2. A convection-type II evaporative condensing unit as set forth in claim 1 wherein: the undulation direction of the heating layer is perpendicular to the axial direction of the heat source tube.

3. A convection-type II evaporative condensing unit as set forth in claim 2 wherein: the heat source device comprises a heat source pipe and a heat source outlet pipe, wherein the heat source inlet pipe and the heat source outlet pipe are respectively arranged on two sides of the heat source pipe, the heat source outlet pipe is opposite to the heat source inlet pipe, the heat source inlet pipe is communicated with the heat source pipe, the heat source outlet pipe is communicated with the heat source pipe, the hot water flows in from the heat source inlet pipe, flows through the heat source pipe and flows out from the heat source outlet pipe.

4. A convection-type II evaporative condensing unit as set forth in claim 1 wherein: the air inlet holes on each ridge of the air inlet layer are multiple, and the multiple air inlet holes are distributed in a straight line at the ridge.

5. A convection-type II evaporative condensing unit as set forth in claim 4 wherein: one side of the air inlet layer is provided with a distilled water pipe, a plurality of parallel distilled water collecting pipes are communicated with the distilled water pipe, one distilled water collecting pipe corresponds to one groove of the air inlet layer, and one end of the distilled water collecting pipe stretches into the corresponding groove of the air inlet layer.

6. A convection-type II evaporative condensing unit as set forth in claim 1 wherein: the thickness of the condensing layer and the plate of the air inlet layer is 1.5-3mm, and the interval between the condensing layer and the air inlet layer is 2-4mm.

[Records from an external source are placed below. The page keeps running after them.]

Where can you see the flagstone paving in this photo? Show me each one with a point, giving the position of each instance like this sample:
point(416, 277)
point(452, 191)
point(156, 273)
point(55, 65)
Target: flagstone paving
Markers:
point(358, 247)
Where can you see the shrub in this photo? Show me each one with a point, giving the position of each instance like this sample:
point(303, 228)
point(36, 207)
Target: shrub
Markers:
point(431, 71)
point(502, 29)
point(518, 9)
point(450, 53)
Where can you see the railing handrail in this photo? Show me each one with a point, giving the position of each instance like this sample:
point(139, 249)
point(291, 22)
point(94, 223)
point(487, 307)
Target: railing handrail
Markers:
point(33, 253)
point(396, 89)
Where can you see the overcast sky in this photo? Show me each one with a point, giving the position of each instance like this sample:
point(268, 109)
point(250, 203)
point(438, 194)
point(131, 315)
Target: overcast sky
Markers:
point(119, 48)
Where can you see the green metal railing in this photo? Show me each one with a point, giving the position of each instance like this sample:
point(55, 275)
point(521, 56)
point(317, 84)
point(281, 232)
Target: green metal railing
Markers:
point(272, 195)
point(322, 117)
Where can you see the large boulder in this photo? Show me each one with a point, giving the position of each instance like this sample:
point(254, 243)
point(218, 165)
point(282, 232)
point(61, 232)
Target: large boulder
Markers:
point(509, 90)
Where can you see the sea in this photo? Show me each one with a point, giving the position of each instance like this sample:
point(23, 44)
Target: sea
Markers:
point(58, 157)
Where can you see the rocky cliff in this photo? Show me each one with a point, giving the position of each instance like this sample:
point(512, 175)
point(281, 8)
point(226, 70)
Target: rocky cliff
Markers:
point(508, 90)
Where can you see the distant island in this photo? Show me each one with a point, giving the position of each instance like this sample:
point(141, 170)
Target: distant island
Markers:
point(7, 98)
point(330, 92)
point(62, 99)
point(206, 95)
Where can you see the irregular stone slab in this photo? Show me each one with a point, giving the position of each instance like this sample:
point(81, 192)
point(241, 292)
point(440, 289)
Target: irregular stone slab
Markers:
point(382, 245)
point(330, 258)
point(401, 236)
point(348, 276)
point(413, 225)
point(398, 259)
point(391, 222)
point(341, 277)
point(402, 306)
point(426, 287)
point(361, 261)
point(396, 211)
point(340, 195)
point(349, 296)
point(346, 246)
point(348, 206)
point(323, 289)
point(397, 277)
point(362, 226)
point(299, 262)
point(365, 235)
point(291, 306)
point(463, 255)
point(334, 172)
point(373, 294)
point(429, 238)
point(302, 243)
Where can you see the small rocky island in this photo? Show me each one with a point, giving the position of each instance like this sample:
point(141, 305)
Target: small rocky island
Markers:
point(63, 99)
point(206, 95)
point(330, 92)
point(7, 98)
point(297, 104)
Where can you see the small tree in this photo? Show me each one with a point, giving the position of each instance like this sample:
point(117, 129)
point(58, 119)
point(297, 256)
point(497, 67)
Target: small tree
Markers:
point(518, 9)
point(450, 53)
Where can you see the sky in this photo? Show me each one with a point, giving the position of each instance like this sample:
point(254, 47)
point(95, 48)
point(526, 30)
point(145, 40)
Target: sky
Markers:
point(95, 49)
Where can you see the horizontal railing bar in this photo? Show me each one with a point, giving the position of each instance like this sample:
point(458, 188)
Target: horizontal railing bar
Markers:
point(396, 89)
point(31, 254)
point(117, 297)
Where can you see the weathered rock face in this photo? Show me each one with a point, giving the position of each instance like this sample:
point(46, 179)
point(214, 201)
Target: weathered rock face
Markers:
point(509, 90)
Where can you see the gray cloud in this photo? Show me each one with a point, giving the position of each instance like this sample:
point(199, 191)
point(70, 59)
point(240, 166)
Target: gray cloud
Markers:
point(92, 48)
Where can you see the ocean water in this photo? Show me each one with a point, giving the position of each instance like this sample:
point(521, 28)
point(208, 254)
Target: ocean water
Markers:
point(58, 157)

7. A seawater desalination plant, characterized by: the seawater desalination device comprises a convection type-II evaporative condensing unit as set forth in any one of claims 1-6, wherein a plurality of convection type-II evaporative condensing units are arranged in a vertically forward and reverse stacking manner, hot water flows upwards from the convection type-II evaporative condensing unit positioned below to the convection type-II evaporative condensing unit positioned above, and seawater flows downwards from the convection type-II evaporative condensing unit positioned above to the convection type-II evaporative condensing unit positioned below.